Tout cela pour dire que lorsque l’on examine le fonctionnement électrique du cerveau à très petite échelle, même si l’on est encore très au-dessus des phénomènes quantiques, est-ce que l’on a raison de parler de « souvenirs » et de « projets » ? L’homme ayant créé le concept « temps » les a certainement très vite dérivés dans ses nombreuses cultures en concepts « souvenirs » et « projets ». Mais si nous observons le fonctionnement de notre propre cerveau, en utilisant des concepts bien ancrés depuis des milliers d’années, qu’est-ce qui prouve qu’ils sont adaptés à décrire le monde neuronal ? Car enfin, que « sait » le cerveau (je veux parler du fonctionnement observé) du concept « temps » ? Le concept « temps » est-il codé quelque part dans les connexions ? Ou bien apparaît-il (émerge-t-il) dans le cadre de modèles de niveaux plus « élevés » aptes à décrire justement « mémoire » et « souvenir » ? J’ai quelques difficultés à penser que la mémoire d’un individu puisse se réduire à l’état électrique d’une assemblée de neurones, n’est-ce pas un peu réductionniste ? Je trouverais plus intéressant d’avoir une approche hiérarchique, par exemple décrivant des structures « méta » comme celles des multi-agents de l’excellent livre « La société de l’esprit » de Marvin Minsky qui fonda en 1958 le laboratoire d’intelligence artificielle du MIT.

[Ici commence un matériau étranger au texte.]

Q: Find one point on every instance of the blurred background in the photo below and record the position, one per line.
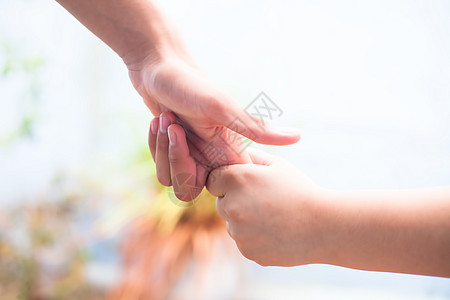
(81, 213)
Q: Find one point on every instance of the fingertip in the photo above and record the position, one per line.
(172, 136)
(154, 124)
(278, 136)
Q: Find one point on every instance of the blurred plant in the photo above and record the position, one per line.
(162, 239)
(27, 68)
(41, 256)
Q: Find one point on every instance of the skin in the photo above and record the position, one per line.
(167, 78)
(278, 217)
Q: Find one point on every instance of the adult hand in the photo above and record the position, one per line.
(185, 163)
(165, 75)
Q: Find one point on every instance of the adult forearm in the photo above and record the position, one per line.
(395, 231)
(134, 29)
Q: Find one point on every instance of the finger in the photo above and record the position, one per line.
(220, 180)
(183, 167)
(152, 134)
(254, 127)
(220, 209)
(162, 149)
(260, 157)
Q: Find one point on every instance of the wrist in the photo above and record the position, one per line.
(325, 216)
(147, 54)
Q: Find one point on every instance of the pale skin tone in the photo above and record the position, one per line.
(168, 79)
(278, 217)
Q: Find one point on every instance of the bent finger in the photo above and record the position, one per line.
(152, 134)
(183, 168)
(162, 149)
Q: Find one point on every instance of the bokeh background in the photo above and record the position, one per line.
(368, 83)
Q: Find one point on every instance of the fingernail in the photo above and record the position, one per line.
(154, 126)
(287, 130)
(172, 137)
(164, 123)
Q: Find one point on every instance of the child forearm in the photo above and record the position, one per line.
(395, 231)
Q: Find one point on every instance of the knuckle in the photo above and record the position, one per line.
(234, 213)
(163, 179)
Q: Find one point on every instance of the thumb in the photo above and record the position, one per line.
(255, 127)
(220, 180)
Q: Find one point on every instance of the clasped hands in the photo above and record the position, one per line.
(255, 195)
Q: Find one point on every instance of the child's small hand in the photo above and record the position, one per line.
(271, 209)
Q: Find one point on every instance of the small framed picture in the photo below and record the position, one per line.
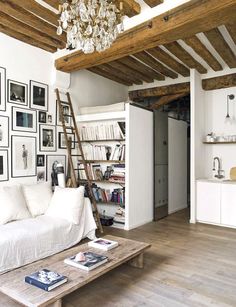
(40, 160)
(66, 113)
(62, 141)
(24, 120)
(4, 131)
(42, 117)
(52, 161)
(2, 89)
(4, 176)
(23, 151)
(47, 138)
(38, 96)
(17, 92)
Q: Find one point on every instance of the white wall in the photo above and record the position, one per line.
(177, 170)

Donc si, quand nous pensons « souvenir » ou « projet », notre cerveau active rigoureusement les mêmes zones, est-ce que cela ne voudrait pas dire que les concepts « passé » et « futur » n’ont aucune signification à l’échelle neuronale ? Cela n’a évidemment rien à voir avec les multiples transmissions neuronales et synaptiques qui affectent le cerveau à un instant donné ; ce n’est somme toute « qu’un » système complexe en évolution. Qui peut dire le contraire ? Alors, de la même manière que l’on sait que les concepts habituels de notre monde ne peuvent pas être utilisés pour comprendre le fonctionnement du monde quantique, les concepts de notre monde permettent-ils de comprendre le fonctionnement intime de notre cerveau ?

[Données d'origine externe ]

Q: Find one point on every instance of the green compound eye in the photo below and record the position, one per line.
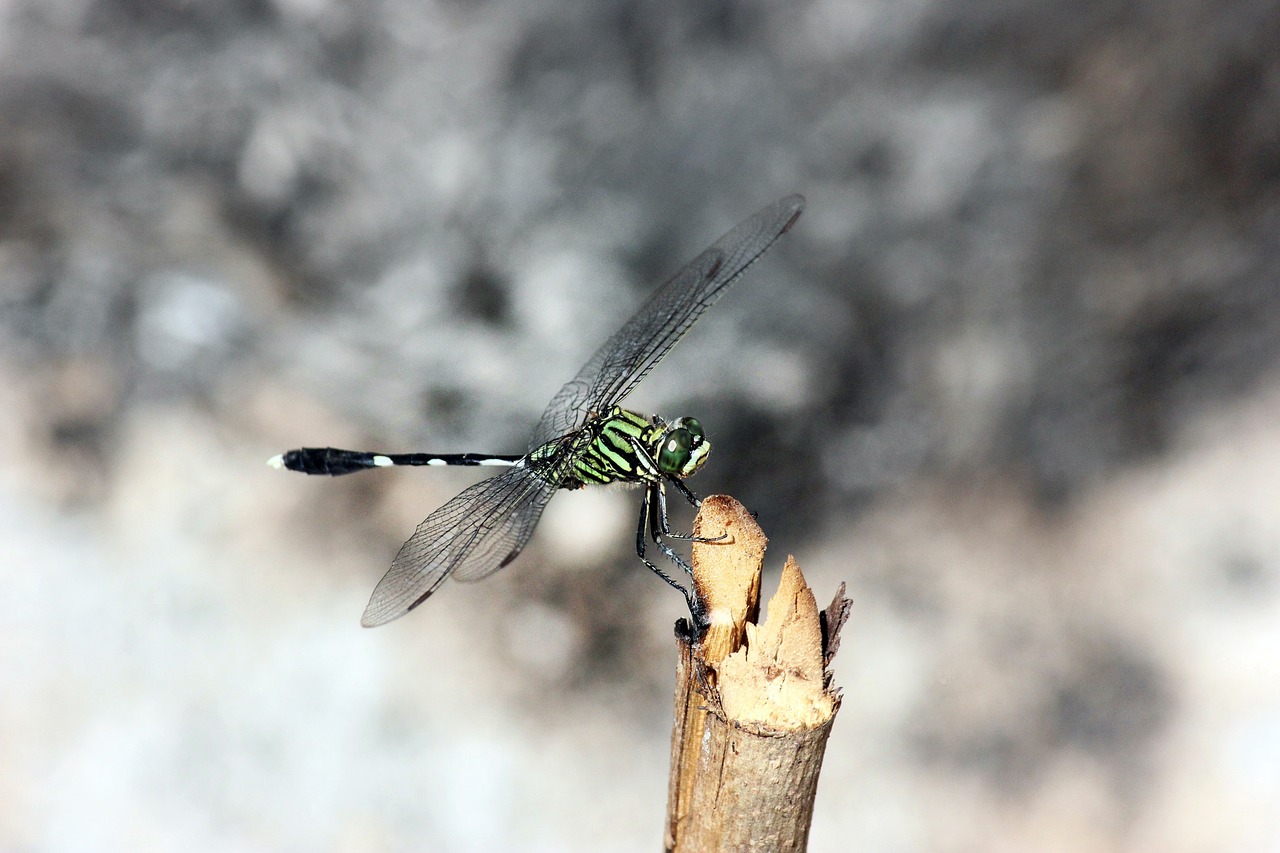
(673, 455)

On l’aura compris, même si je suis informaticien - mais peut-être parce que j’ai travaillé en recherche en intelligence artificielle et que je me suis interrogé sur la nature de la conscience – j’ai quelques doutes sur l’utilisation de concepts « modernes » actuels pour décrire l’organe de la connaissance. J’ai aussi quelques doutes sur les capacités de l’organe de la connaissance à se comprendre lui-même.